Billingsley's first acting role was as a two-year-old in a Geritol commercial with Betty Buckley playing his mom. He went on to star in about 120 television ads throughout the 1970s and early 80s. At 12 he was quoted as saying: "After 100 (commercials), you lose count." He was likely best known for a series of commercials for Hershey's chocolate syrup in which he portrayed the popular character Messy Marvin.

One of Billingsley's earliest film roles was 1978's If Ever I See You Again (film), written and directed by Joseph Brooks.

His role in 1981's Paternity opposite Burt Reynolds earned a nomination for "Best Young Comedian - Motion Picture or Television" at The Young Artist Awards. Also in 1981, he appeared in Honky Tonk Freeway, and that October was a guest on The Tonight Show Starring Johnny Carson.

In 1982 Billingsley starred in several features, including Death Valley, Massarati and the Brain, and the made-for-TV movie Memories Never Die with Lindsay Wagner and his sister, Melissa Michaelsen.

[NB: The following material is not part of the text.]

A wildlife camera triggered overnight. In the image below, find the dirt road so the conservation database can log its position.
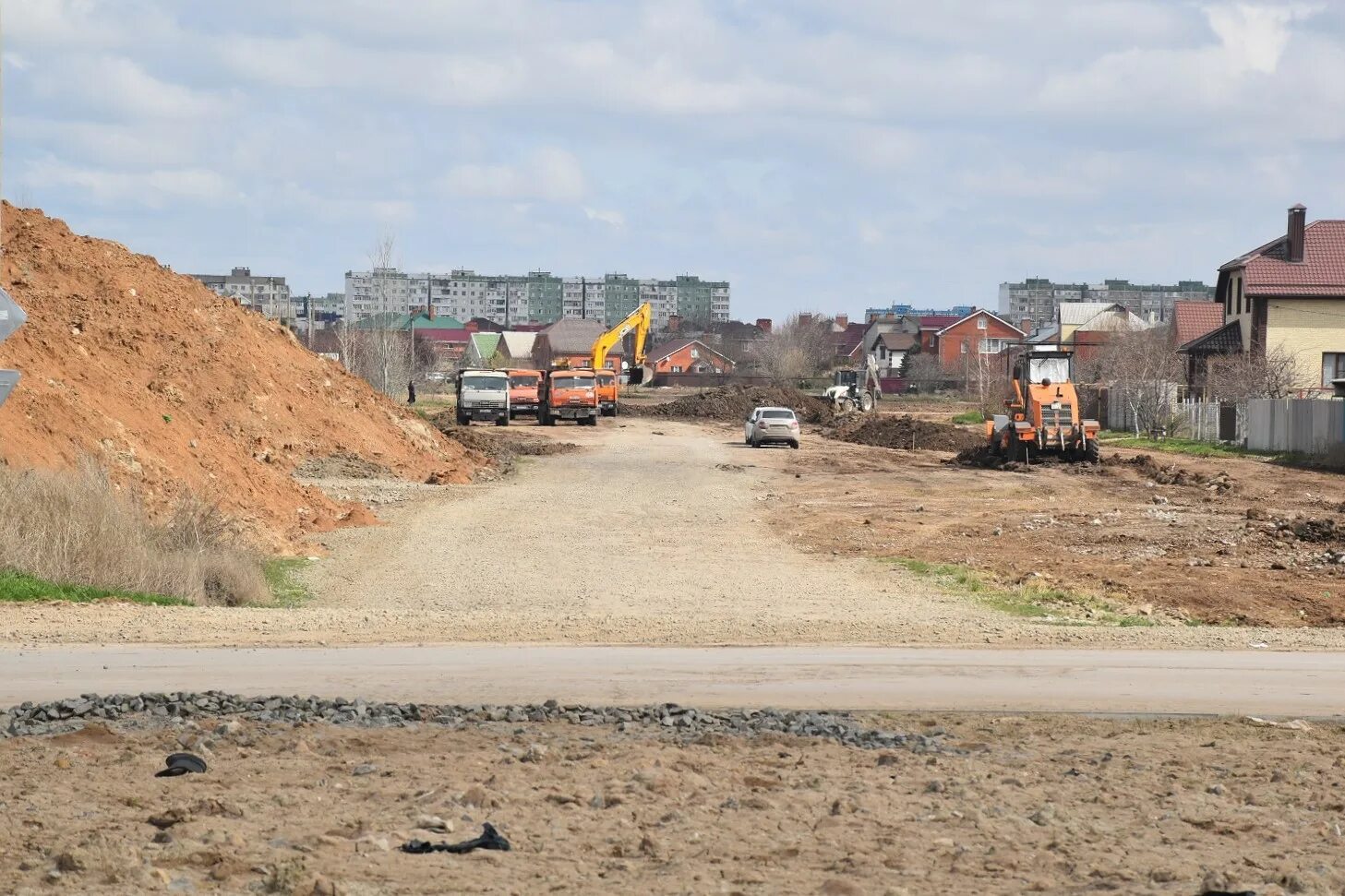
[7,713,1345,896]
[10,644,1345,717]
[7,420,1345,650]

He had a featured guest role as Gideon Hale on Little House on the Prairie, began a three-year stint as a co-host on NBC's popular Real People (which would land him another Young Artist Award nomination), and he hosted a two-episode offshoot of the show called Real Kids.

In 1983 Billingsley starred in A Christmas Story, based on Jean Shepherd's In God We Trust, All Others Pay Cash, which built its audience slowly over the years and is now broadcast for twenty-four hours from Christmas Eve until Christmas Day on TBS. A Christmas Story tells of a boy named Ralphie who wants nothing more than a Red Ryder BB gun for Christmas, while all the grown-ups in his life discourage him with the warning that "you'll shoot your eye out." This film earned Billingsley another Young Artist Award nomination, and is arguably the one role he is most associated with. Billingsley himself has been quoted as saying that people still approach him on the street, only to say "you'll shoot your eye out, kid!"

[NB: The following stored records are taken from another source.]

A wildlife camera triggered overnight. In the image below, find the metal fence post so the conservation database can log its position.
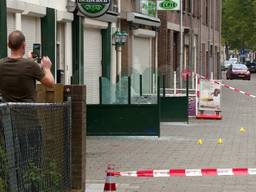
[163,75,165,97]
[128,76,131,104]
[1,105,18,191]
[140,75,142,96]
[99,77,102,104]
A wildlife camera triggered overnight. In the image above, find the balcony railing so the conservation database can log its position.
[132,0,157,17]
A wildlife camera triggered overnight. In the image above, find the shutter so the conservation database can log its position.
[7,13,16,55]
[132,37,152,94]
[21,15,41,54]
[84,29,102,104]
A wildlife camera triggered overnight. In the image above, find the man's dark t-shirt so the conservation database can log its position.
[0,58,44,102]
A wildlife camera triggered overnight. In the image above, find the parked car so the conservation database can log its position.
[223,58,237,70]
[246,62,256,73]
[226,64,251,80]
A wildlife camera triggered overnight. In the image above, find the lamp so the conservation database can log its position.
[113,31,128,47]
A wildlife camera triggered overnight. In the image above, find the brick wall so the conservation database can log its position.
[64,85,86,192]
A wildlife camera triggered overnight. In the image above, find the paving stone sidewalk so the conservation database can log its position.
[86,77,256,192]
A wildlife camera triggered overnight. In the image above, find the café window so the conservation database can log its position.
[136,0,156,17]
[109,0,119,13]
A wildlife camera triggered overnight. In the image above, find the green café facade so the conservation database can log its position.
[0,0,187,136]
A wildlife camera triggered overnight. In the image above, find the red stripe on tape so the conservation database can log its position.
[170,169,186,177]
[233,168,248,175]
[137,170,154,177]
[104,183,116,191]
[245,92,251,96]
[107,171,120,177]
[197,91,200,97]
[202,168,217,176]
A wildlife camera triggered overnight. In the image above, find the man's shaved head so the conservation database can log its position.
[8,31,25,51]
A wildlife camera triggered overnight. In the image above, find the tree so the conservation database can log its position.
[222,0,256,50]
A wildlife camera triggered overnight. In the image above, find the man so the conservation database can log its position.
[0,31,54,192]
[0,31,54,102]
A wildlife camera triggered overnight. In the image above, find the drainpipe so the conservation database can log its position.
[198,0,203,75]
[207,1,212,77]
[188,0,194,80]
[179,0,183,87]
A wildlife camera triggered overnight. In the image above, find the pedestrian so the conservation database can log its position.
[0,31,54,192]
[0,31,54,102]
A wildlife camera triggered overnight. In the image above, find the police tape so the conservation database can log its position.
[107,168,256,177]
[197,74,256,98]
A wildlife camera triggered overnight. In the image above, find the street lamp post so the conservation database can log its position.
[113,30,128,81]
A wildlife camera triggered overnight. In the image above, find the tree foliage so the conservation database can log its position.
[222,0,256,50]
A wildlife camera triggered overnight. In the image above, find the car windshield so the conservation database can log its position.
[232,64,247,70]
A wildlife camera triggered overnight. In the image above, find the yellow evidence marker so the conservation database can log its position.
[197,139,204,145]
[217,138,223,144]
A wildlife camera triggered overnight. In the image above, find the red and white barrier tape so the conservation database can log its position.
[199,75,256,98]
[107,168,256,177]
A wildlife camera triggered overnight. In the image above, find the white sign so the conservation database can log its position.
[199,79,221,111]
[157,0,180,11]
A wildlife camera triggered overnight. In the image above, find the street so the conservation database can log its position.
[86,75,256,192]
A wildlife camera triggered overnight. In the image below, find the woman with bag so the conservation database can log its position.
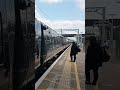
[70,42,81,62]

In 1984 Billingsley starred in an adaptation of The Hoboken Chicken Emergency with Dick Van Patten and Gabe Kaplan, a special Thanksgiving episode of the PBS series WonderWorks. He also appeared on a "Super Teen" special edition of the popular Family Feud and on the game show Celebrity Hot Potato. As the late 1980s approached, Billingsley's acting career slowed. He was a guest star on Who's The Boss?, Punky Brewster, The Wonder Years, and Highway To Heaven, and appeared in the film The Dirt Bike Kid (for which he won a Young Artist Award), and Carly's Web, Russkies (alongside a young Joaquin Phoenix) and Beverly Hills Brats.

The early 1990s saw Billingsley tackling older roles such as a would-be jock who gets hooked on steroids in the CBS Schoolbreak Special The Fourth Man. On that project he formed a close friendship with Vince Vaughn.

His next Schoolbreak Special appearance was in 1994's The Writing on the Wall, starring Hal Linden as a rabbi who teaches three boys about the horrors of intolerance after they are caught defacing his home, temple, and car with swastikas and anti-Semitic graffiti. Billingsley was nominated for an Emmy Award for this role.